Thèmes de l’Emission de la semaine

Orlando le 17 avril, 2009

Actualités Politiques : Grandes Lignes

La semaine des suspenses :

- Mardi, Haïti sollicite 946 millions de dollars à la conférence des bailleurs de fonds à Washington.

- De mercredi à samedi, Sommet des Amériques à Port-of-Spain Trinidad, à quoi doit-on s’attendre ?

- Jeudi, visite d’Hillary Clinton, précédée d’une douche froide pour les lavalassiens, l’article du Miami Herald annonçant l’enquête sur JBA.

- Dimanche, élections sénatoriales partielles. Auront-elles lieu dans le calme et la sérénité ? Quelle en sera la qualité ? Qui les remportera ?

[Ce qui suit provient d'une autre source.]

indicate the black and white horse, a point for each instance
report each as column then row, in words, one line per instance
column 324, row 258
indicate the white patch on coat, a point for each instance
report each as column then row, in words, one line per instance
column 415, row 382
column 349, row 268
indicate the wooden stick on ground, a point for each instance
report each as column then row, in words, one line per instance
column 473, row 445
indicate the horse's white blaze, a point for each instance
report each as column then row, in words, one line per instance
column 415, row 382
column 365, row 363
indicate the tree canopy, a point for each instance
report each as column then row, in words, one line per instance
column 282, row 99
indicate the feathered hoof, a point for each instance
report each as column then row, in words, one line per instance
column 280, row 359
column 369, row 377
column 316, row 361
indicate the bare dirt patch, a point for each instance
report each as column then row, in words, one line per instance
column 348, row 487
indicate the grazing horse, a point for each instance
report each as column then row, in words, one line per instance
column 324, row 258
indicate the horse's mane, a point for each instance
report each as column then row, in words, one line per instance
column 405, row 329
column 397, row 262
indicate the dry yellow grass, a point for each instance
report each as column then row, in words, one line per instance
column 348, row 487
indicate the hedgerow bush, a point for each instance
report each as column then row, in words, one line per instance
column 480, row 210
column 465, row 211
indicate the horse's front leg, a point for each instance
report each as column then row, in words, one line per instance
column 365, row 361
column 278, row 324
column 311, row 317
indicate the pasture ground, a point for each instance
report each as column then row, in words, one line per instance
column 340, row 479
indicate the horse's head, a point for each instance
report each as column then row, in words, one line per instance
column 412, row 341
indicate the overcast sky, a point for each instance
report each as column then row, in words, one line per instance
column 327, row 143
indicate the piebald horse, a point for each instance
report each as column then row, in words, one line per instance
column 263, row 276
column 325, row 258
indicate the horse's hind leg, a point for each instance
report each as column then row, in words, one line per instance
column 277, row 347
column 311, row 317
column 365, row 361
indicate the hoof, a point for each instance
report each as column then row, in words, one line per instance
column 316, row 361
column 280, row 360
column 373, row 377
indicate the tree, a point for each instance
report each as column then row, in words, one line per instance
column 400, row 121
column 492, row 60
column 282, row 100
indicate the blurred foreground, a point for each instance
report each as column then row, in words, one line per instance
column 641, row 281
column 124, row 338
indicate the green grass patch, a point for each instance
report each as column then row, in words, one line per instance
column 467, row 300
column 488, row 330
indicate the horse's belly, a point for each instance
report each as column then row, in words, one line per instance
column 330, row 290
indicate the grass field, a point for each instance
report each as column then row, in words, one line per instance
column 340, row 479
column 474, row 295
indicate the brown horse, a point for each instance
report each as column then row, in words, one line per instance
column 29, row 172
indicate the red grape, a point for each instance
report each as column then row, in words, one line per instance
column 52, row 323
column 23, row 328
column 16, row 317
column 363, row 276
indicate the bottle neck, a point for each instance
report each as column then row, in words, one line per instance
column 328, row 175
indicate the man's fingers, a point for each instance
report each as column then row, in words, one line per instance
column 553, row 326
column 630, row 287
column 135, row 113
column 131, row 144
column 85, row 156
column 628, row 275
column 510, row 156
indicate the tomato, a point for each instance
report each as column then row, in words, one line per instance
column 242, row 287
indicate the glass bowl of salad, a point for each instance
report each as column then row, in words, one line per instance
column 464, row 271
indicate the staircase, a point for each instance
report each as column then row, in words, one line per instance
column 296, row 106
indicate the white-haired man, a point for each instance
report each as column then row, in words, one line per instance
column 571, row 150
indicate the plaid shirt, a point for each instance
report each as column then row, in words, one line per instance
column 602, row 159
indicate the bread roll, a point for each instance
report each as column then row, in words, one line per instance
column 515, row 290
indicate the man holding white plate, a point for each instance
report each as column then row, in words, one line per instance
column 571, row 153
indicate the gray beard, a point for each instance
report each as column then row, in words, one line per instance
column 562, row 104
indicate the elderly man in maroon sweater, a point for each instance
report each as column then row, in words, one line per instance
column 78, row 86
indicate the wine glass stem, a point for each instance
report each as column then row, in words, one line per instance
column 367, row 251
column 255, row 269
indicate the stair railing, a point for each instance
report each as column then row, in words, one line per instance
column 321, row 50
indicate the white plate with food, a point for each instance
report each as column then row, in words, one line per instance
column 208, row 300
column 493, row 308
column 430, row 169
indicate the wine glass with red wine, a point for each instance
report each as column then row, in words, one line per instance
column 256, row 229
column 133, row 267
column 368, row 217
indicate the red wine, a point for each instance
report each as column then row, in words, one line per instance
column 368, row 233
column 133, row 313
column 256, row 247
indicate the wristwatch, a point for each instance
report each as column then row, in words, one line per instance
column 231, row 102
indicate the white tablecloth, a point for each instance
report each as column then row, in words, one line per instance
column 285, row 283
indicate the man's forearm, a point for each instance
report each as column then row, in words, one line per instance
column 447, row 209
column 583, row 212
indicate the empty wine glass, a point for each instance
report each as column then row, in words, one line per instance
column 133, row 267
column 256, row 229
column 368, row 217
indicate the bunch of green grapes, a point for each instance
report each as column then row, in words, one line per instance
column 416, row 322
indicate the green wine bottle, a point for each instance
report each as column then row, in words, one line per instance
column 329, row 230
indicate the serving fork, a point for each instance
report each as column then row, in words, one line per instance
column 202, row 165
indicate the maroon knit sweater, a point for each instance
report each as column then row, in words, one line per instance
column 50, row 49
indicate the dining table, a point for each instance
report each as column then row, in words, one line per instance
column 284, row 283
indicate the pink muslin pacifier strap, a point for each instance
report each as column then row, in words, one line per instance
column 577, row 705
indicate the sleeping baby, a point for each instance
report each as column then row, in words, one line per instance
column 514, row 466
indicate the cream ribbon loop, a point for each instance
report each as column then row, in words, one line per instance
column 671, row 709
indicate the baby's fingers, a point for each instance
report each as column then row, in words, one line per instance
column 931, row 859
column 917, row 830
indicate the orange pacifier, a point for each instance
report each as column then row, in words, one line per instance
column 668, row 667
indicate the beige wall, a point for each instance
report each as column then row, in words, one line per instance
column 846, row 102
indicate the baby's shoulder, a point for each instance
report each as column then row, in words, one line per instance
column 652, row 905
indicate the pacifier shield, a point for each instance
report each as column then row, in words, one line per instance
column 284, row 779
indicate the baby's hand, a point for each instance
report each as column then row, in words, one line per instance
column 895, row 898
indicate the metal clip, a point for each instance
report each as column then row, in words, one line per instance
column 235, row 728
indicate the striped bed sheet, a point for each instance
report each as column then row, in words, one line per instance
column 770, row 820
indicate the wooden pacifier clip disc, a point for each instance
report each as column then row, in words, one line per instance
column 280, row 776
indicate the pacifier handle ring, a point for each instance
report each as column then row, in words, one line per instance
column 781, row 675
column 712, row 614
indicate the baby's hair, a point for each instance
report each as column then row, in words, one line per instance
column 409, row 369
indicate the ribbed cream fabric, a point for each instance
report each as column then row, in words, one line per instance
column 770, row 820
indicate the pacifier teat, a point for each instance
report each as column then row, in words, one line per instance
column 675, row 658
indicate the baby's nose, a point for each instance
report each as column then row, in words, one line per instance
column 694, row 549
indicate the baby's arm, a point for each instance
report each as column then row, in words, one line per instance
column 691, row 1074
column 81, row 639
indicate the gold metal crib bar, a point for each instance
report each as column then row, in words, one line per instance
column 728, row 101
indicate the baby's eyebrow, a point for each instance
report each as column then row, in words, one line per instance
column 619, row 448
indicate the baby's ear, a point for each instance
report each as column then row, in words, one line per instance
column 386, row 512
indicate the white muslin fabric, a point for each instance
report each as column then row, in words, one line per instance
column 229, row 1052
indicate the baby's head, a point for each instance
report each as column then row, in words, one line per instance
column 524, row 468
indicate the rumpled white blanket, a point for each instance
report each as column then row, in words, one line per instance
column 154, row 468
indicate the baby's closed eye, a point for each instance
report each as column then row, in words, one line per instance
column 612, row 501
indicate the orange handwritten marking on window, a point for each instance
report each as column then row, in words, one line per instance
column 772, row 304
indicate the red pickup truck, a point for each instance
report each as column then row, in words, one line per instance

Ayant sollicité 946 millions de dollars, les bailleurs de fonds n’ont accordé au gouvernement que le tiers, 324 millions pour les prochains 2 ans, soit 162 millions l’an. Il est important aussi de remarquer que les bailleurs de fonds, ainsi que les acteurs politiques qui ont pris la parole au cours de la journée, ont insisté, pour la première fois, sur une meilleure coordination de la gestion de l’aide internationale pour les pays en proie à la pauvreté. Il s’agit d’une vingtaine de pays dont Haïti.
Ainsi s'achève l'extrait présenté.